Le 2 octobre 2017, le Conseil général de Valeyres-sous-Montagny a adopté le PGA et le RPGA tels que mis à l'enquête. 
Le 30 juillet 2018, le Département du territoire et de l'environnement du canton de Vaud (DTE) n'a approuvé que partiellement le PGA. Il a notamment considéré que la disponibilité des terrains situés dans les deux secteurs (La Combe et En Crusilles) à développer par plan de quartier (PDQ) n'était pas assurée. Il a par ailleurs refusé l'extension des zones à bâtir sur les SDA au sud du village, pour les parcelles n° s 54 et 362 ainsi que 55, 58, 60, 61, 64, 65, 66, 74, 98, 531, 532 et 542 considérant que cela contrevenait à l'art. 30 OAT et à la mesure F12 du plan directeur cantonal. Ces parcelles demeuraient en zone intermédiaire, en l'état inconstructibles. 
 
B.  
Par arrêt du 2 juin 2020, la Cour de droit administratif et public du Tribunal cantonal du canton de Vaud (ci-après: CDAP) a admis partiellement le recours formé par la Commune de Valeyres-sous-Montagny. L'approbation des deux périmètres à affecter en PDQ devait être non pas refusée, mais suspendue jusqu'à ce que les mesures permettant d'en assurer la disponibilité soient adoptées. La décision du DTE a été réformée sur ce point (ch. II premier tiret du dispositif de l'arrêt). S'agissant des quatorze parcelles précitées situées au sud du village (dont certaines étaient en zone village selon le PGA de 1996), elles étaient presque toutes bâties dans leur partie nord; aucune n'avait une surface de plus d'un hectare et la plupart présentaient une pente de plus de 18%. Elles ne constituaient dès lors pas matériellement des SDA, comme l'avait d'ailleurs retenu les autorités cantonales dans leurs divers préavis. En outre, les géodonnées actuelles sur lesquelles se fondait l'inventaire cantonal des SDA n'étaient pas fiables. Dans un tel cas, rien ne permettait d'admettre que l'inventaire cantonal de 1992 serait immuable. Dans le cadre de la planification régionale d'AggloY d'autres surfaces répondant aux critères légaux pour des SDA pourraient être inventoriées, de sorte que le quota cantonal pourrait très vraisemblablement être respecté.
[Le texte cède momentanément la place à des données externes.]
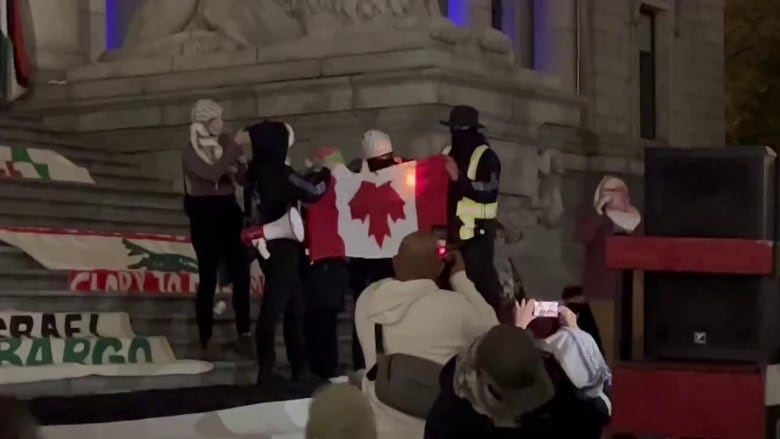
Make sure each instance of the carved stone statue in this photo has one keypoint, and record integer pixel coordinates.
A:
(195, 27)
La décision du 30 juillet 2018 a également été réformée sur ce point (ch. II second tiret du dispositif de l'arrêt) et l'affectation en zone à bâtir des quatorze parcelles concernées a été approuvée. 
 
C.  
Par actes du 2, respectivement du 3 juillet 2020, l'Office fédéral de l'agriculture (OFAG, cause 1C_389/2020) et l'Office fédéral du développement territorial - ARE (cause 1C_394/2020) forment un recours en matière de droit public contre l'arrêt cantonal et demandent sa réforme en ce sens que l'approbation de l'affectation des quatorze parcelles en cause en zone à bâtir est refusée. L'OFAG demande en outre l'effet suspensif, qui a été refusé par ordonnance du 16 juillet 2020. 
La cour cantonale renonce à se déterminer sur les recours et se réfère à son arrêt. Chaque office fédéral recourant conclut à l'admission du recours de l'autre office. La Direction générale du territoire et du logement du canton de Vaud se prononce dans le sens de l'admission des recours. La Commune de Valeyres-sous-Montagny conclut au rejet des recours. Lors des deux échanges d'écritures ultérieurs, les offices recourants ont maintenu leurs conclusions, tout comme la commune intimée. 
 
 
Considérant en droit :  
 
1.  
Les deux recours sont formés contre un même arrêt cantonal, pour des motifs similaires. Il se justifie de joindre les causes et de statuer dans un seul arrêt (art. 24 PCF [RS 273], applicable par analogie vu le renvoi de l'art. 71 LTF). 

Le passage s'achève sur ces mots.